So wurde in fast jedem fünften Fall der insgesamt 70 Bundesrats-Neuwahlen nicht der offizielle Kandidat der Fraktion und Partei gewählt. Alle grossen Parteien waren von diesem Vorgehen der Vereinigten Bundesversammlung mehrmals betroffen.
In der zweiten Phase, ab den 1980er-Jahren, setzten die Parteien immer mehr auf Zweiertickets. Ausschlaggebend dafür war die Nichtwahl der offiziellen SP-Kandidatin Lilian Uchtenhagen 1983. An ihrer Stelle wählte die bürgerliche Mehrheit in der Vereinigten Bundesversammlung den Solothurner Otto Stich in die Landesregierung.
Wahl zwischen zwei SP-Frauen
Und zehn Jahre später verschmähte das Wahlkollegium die offizielle SP-Kandidatin Christiane Brunner. An ihrer Stelle wählte es den Neuenburger Francis Matthey, der die Wahl – unter Druck der Partei – jedoch ablehnte. Eine Woche später schaffte es die SP dann doch noch – mit einem Zweierticket. Darauf standen die Namen Christiane Brunner und Ruth Dreifuss, letztere wurde dann schliesslich auch gewählt.
Seither gilt das Zweierticket als Erfolgsgarant. «Für die Parteien ist das strategisch geschickt», so Politologe Lutz. Zwar hätten sie so offiziell etwas weniger Spielraum, weil sie nicht allein bestimmen könnten, wer in den Bundesrat gewählt werde. Andererseits verhindere das Zweierticket aber, dass ihnen die anderen Parteien einen Bundesrat vorsetzten, den sie nicht offiziell nominiert hatten.

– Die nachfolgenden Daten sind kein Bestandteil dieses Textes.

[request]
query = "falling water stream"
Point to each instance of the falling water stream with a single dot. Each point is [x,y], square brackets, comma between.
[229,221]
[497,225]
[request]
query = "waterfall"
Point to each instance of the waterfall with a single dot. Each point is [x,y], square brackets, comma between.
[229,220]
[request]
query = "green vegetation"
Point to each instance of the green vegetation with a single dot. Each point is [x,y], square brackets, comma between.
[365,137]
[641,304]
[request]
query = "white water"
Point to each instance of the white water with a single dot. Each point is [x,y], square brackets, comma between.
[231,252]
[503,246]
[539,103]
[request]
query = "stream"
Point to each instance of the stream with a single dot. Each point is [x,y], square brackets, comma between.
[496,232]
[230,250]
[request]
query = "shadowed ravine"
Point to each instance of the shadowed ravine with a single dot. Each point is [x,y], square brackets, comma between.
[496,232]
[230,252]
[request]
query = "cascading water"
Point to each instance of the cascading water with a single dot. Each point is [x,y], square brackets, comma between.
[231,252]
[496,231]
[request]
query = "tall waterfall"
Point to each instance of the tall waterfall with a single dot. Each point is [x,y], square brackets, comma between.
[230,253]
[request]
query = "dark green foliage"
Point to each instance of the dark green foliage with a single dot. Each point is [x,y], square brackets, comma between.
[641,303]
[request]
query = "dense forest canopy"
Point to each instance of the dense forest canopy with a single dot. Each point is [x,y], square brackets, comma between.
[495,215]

Die eine berühmte Ausnahme, die bekanntlich die Regel bestätigt, gab es freilich auch: Bei der Nachfolge von Bundesrat Adolf Ogi im Dezember 2000 hiessen die offiziellen SVP-Kandidaten Roland Eberle und Rita Fuhrer. Gewählt wurde allerdings Samuel Schmid.
Zum zweiten Mal ein Dreierticket
Jetzt will der SVP-Fraktionsvorstand sogar mit einem Dreiervorschlag antreten. Allerdings sei auch dies keine Premiere, winkt Lutz ab. «Das hatten wir schon – als Flavio Cotti zurücktrat.» Die CVP trat bei der Wahl für die Nachfolge des Tessiners 1999 mit Joseph Deiss, Adalbert Durrer und Remigio Ratti an – aus jedem Landesteil und jeder Sprachregion ein Kandidat. Das Rennen machte schliesslich Deiss.
Heute jedoch winkt die SVP nicht bloss mit einem Dreierticket, sie droht gleichzeitig mit einem Parteiausschluss für nicht offizielle SVP-Kandidaten, dalls sie ihre Wahl annehmen. So macht die Volkspartei doppelt Druck: Einerseits erhöht sie den Druck auf die eigenen Parteimitglieder, andererseits aber auch auf die anderen Parteien. «Sie werden sich sehr gut überlegen müssen, ob sie die politische Krise heraufbeschwören wollen, oder lieber das kleinere Übel wählen – einen offiziellen Kandidaten», analysiert Lutz die Strategie.
Die Qual der Aus-Wahl hat die Vereinigte Bundesversammlung am 9. Dezember.